What Kellee Thinks: Wow! This book jumps right in! Within the first couple of paragraphs you are thrown in the middle of a tornado that is barreling down on Jaden and her father. And the terror never ceases. Even when you start to get comfortable, you are on the edge of your seat because you know that something is going on.
This future in general terrifies me. Tornadoes are the thing that I probably fear the most. I lived in tornado alley until I was 14 and have been too close to tornadoes. I had reoccurring nightmares about them all of my childhood. They were an obsession and a fear. So Jaden's future is fascinating, but also my worst nightmare. And what makes Jaden's world even worse is that with the addition of the intense tornadoes, it seems like most joy was taken from her world- no more museums, ballet, poetry, Disney, pleasure reading, classroom learning. All of the things that make our world a place that I love- gone. My reaction to this aspect of the book reminded me of the same reaction I have with The Giver when I was in middle school. I cannot imagine a world where these joys are sucked away.

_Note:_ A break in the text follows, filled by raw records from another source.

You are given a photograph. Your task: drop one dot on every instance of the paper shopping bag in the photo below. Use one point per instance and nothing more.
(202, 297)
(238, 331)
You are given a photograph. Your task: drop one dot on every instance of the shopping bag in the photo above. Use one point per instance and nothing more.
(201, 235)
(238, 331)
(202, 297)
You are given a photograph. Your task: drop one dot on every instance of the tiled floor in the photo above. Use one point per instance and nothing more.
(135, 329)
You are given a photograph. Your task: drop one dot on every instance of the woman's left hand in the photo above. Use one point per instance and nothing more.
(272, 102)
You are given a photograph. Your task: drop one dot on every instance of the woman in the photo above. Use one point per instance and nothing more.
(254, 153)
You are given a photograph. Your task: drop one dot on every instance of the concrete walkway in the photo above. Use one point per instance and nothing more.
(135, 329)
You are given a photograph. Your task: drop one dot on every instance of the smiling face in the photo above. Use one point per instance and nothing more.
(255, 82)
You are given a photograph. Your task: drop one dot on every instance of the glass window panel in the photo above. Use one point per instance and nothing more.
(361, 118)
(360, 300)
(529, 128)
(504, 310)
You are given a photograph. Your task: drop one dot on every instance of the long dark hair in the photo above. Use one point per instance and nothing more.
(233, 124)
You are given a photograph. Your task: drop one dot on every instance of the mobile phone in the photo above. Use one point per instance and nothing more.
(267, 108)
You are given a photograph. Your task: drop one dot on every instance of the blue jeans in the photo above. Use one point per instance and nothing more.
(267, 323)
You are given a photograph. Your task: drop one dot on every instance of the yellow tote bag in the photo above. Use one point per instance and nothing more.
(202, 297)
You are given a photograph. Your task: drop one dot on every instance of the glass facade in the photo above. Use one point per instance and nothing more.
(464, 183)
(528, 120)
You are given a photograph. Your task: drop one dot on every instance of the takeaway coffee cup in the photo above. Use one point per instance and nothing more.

Oh, and I haven't even mentioned how well Kate writes. The imagery that she creates, specifically when it comes to the tornadoes, is what makes the book. The ability to visualize what she has created so you feel like you are there with Jaden moves the story to the next level.
What Jen Thinks: I have to agree that I was impressed by Kate's writing and the story she has created in Eye of the Storm. I have always loved Kate's characters and the characters in this book are great. I am so glad for strong, smart, girl protagonists. I am all for girl power. I love it. It is so interesting to think of all of Kate's books that I have read and how she seems to have evolved and grown as a writer.
I agree with Kellee on her other points as well! The future world Kate has created does seem so real. It is one of the most realistic and thus most scary science fiction books to read because it does seem like we are headed towards this world...I'm particularly scared this year since we have had such a mild winter in Chicago. I find myself thinking back to Eye of the Storm because this weather is just so strange. From the beginning, the tornadoes are real and scary. I was so sad for Alex's situation and I am wondering and anticipating how kids will relate to his story in the sense that his family is forced to give up their home and there isn't much they can do about it. It seems like Alex has to grow up too fast.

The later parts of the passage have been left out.